Behavioral Economics As Self-Help

by Mario Rizzo  

For quite a number of years I have been saying that I have no objection to behavioral economics per se, aside from the legal paternalism wing. After all, why shouldn’t people use science to make their lives better?  

So now MIT economist Dan Ariely has adapted some of the findings of behavioral economics to helping people regulate their own behavior. This is his advice on how to avoid eating too much on Thanksgiving, but it is applicable more generally to avoiding poor eating.  

Yes, this is where the legal paternalists should shift their considerable skills: self-help books.


7 thoughts on “Behavioral Economics As Self-Help

  1. They’re in for a lot of competition. There must be thousands of diet books, going back decades, that tell you to take small portions, move away the serving dish and not keep chocolate in the house. Those nostrums work–but only temporarily. Hence we keep getting chubbier despite mountains of advice. It isn’t clear that behavioral economics adds anything.

  2. Unfortunately dieting isn’t just about small portions. If you want to eat healthily it costs a lot of extra money. Cheap food is filled with unecessary amounts of fat. Instead of looking at behavioral econimcs perhaps we should be concentrating on regulating the food industry better.
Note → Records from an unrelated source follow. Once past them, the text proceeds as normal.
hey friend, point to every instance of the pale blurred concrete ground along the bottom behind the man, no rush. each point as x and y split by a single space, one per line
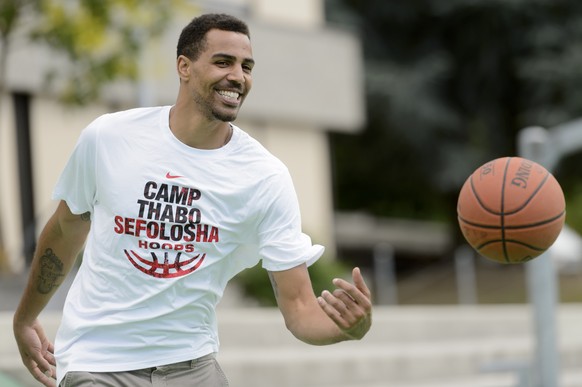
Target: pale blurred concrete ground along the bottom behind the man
408 346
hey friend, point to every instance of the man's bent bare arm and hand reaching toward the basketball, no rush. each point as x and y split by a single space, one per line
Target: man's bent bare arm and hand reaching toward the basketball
342 314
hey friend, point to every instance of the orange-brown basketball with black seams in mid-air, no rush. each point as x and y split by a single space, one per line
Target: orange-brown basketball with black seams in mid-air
511 210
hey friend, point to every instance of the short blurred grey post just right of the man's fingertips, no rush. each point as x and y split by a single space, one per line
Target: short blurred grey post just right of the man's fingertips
385 275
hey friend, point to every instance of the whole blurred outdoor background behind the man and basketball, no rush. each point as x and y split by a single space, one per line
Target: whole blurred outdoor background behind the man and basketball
381 110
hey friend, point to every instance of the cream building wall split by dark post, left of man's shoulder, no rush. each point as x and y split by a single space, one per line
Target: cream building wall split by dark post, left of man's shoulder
54 132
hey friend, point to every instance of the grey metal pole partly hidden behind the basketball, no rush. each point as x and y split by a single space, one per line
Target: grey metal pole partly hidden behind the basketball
542 279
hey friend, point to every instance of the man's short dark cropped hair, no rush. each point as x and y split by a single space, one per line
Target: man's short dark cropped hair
192 40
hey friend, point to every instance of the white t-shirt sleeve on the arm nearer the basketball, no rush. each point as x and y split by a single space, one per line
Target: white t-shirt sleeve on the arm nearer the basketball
282 244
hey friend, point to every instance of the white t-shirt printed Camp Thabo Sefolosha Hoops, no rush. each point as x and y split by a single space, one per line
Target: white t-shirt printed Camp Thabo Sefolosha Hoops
171 225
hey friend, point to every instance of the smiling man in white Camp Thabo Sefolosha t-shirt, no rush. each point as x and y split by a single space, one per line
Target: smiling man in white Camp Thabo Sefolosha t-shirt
172 202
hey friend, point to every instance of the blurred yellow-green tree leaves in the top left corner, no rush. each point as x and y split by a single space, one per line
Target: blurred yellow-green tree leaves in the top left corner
100 38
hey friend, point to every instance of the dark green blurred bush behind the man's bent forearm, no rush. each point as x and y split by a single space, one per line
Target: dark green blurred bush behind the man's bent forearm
256 284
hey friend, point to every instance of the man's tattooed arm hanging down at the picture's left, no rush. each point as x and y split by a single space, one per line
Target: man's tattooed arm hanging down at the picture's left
58 246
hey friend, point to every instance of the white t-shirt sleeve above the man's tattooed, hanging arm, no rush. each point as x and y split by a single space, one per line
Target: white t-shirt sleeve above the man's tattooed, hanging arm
77 182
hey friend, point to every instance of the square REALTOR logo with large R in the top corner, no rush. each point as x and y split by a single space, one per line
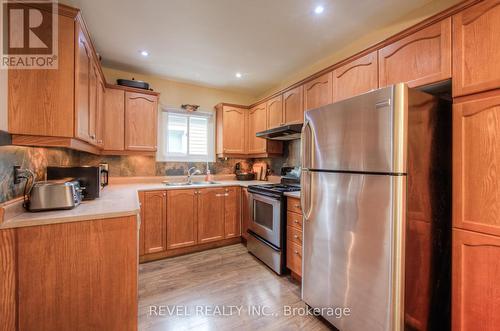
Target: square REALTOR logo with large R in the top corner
29 34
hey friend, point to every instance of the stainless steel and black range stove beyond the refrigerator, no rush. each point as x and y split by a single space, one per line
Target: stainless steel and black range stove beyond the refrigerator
267 225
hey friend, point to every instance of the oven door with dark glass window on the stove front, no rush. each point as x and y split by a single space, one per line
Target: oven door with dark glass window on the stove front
266 217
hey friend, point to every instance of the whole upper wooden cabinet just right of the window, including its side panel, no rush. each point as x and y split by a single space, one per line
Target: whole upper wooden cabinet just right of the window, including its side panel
232 123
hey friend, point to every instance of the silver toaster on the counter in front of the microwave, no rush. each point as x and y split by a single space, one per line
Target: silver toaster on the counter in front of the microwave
54 194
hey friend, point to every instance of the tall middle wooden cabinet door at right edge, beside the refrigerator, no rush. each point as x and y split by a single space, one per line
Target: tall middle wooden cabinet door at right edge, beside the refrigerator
476 158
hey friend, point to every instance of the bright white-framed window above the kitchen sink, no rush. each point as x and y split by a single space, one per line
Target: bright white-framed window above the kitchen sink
186 136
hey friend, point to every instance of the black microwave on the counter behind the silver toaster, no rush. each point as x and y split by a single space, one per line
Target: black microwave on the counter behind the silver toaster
92 179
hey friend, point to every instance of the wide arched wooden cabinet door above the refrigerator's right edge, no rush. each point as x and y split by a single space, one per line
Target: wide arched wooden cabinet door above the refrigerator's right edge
419 59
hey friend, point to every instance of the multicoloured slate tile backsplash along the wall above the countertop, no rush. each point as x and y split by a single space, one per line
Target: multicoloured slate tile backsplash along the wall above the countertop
37 159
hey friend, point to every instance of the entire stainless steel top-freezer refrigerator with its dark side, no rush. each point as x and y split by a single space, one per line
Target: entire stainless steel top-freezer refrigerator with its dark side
376 194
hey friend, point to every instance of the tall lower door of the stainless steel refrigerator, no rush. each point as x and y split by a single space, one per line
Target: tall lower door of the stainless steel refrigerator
352 244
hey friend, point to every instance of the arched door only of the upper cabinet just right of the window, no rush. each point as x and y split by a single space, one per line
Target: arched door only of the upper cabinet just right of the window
234 129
  3. How delusional and how late for economists to come to psychology. ‘Behavioral economics’ is a redundant term. Economics is a subfield of psychology and not the other way around. One economist in an article said economists knew that psychology is important, but not THAT important. Hello? There is a disconnect here. No wonder the world is such a mess. Did not know that this way of thinking was walking around. And now at Berkeley it’s the rage, like some ‘new’ discovery? How pathetic. What an excuse to have funding and recognition for a new academic field. Pathetic.